HBase Tutorial with Spark Scala Examples

Apache HBase is an open-source, distributed, scalable non-relational database for storing big data on the Apache Hadoop platform, this HBase Tutorial will help you in getting understanding of What is HBase?, it’s advantages, Installation, and interacting with Hbase database using shell commands.

Advertisements

And at the end of the guide, we will see how to access Hbase from Hive and work with HBase programmatically using Spark RDD, Spark DataFrame using Scala examples.

Table of Contents

HBase Tutorial Introduction, History & Architecture

Introduction

HBase provides Google Bigtable-like capabilities on top of the Hadoop Distributed File System (HDFS). It is designed for data lake use cases and is not typically used for web and mobile applications.
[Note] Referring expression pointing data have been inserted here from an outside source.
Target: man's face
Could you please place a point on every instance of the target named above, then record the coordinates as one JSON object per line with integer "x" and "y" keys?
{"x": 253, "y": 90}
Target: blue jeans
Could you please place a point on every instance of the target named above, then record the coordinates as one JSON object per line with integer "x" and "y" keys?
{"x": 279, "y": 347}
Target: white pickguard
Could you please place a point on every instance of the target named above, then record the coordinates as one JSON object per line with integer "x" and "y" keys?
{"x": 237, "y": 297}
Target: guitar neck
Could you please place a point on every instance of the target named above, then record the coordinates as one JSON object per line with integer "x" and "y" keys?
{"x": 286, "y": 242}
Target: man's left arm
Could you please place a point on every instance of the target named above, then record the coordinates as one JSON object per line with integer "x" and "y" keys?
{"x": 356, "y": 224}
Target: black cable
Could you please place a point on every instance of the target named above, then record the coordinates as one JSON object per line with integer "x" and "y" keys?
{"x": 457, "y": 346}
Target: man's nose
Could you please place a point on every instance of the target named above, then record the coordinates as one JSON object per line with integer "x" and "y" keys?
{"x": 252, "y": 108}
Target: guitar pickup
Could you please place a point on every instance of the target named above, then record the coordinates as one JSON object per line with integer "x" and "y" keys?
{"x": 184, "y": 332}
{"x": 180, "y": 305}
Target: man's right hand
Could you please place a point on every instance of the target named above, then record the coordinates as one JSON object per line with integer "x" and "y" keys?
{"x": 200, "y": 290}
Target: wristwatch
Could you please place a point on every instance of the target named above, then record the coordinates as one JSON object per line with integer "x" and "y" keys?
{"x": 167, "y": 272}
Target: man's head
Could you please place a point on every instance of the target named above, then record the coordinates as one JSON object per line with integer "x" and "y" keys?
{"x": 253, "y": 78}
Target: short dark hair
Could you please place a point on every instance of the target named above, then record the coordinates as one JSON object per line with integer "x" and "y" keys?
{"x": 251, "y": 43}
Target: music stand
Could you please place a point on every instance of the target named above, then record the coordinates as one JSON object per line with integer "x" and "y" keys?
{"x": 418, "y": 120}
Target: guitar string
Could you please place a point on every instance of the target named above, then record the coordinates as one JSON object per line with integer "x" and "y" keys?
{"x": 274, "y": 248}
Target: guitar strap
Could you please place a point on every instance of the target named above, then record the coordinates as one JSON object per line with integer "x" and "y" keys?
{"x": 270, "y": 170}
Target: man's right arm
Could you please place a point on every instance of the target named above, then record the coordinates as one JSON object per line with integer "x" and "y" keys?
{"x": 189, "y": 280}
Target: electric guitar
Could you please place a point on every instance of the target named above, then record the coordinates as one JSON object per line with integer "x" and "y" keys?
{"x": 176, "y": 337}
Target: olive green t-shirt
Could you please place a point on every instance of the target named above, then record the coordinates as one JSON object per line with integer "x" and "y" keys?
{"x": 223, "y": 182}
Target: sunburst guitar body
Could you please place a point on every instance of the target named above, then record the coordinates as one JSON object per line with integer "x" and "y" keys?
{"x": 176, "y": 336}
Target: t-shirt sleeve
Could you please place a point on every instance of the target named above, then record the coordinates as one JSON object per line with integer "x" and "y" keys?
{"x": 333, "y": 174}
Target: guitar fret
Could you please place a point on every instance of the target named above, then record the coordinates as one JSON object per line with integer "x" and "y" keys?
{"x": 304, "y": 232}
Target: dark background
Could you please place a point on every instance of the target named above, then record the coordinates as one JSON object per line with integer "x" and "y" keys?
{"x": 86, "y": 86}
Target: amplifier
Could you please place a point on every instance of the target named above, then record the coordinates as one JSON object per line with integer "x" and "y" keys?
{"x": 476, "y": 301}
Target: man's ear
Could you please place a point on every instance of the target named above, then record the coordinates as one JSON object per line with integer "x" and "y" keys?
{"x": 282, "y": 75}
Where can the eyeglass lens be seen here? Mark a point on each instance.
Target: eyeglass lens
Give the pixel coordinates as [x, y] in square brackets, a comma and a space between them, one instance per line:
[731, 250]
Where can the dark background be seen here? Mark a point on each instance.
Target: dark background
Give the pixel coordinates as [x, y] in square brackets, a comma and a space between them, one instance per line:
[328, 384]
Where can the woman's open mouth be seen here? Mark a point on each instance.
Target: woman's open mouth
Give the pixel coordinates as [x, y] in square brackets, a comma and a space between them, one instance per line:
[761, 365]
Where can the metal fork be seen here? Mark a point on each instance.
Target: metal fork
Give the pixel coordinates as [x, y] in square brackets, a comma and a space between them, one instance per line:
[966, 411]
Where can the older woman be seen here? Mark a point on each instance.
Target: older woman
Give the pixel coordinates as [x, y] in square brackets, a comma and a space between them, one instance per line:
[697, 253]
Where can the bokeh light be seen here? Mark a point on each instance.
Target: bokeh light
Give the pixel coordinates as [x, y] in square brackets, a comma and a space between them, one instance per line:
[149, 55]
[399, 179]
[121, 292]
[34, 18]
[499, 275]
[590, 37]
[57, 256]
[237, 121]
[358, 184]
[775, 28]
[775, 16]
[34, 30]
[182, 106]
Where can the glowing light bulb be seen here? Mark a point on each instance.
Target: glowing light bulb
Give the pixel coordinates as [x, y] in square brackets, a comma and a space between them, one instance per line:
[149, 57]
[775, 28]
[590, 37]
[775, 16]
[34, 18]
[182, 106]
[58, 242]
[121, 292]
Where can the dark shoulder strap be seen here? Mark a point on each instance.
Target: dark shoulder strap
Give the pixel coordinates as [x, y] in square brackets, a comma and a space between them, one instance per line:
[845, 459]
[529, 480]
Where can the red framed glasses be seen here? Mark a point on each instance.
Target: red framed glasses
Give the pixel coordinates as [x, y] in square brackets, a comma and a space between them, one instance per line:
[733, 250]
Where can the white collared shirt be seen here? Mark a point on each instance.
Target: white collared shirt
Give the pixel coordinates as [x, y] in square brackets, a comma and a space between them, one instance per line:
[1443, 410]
Unlike the Relational Database (SQL), It is a column database a.k.a NoSQL Database.

To run HBase on a cluster, you should have Apache Hadoop Install as it uses Hadoop distributed cluster and HDFS to store data. Alternatively, for DEV where you don’t have a cluster, you should have HBase install as Standalone mode. Most of the examples in this tutorial will run on Standalone mode for simplicity.

History

HBase has evolved over a period of time. Apache HBase began as a project by the company Powerset for Natural Language Search, which was handling massive and sparse data sets.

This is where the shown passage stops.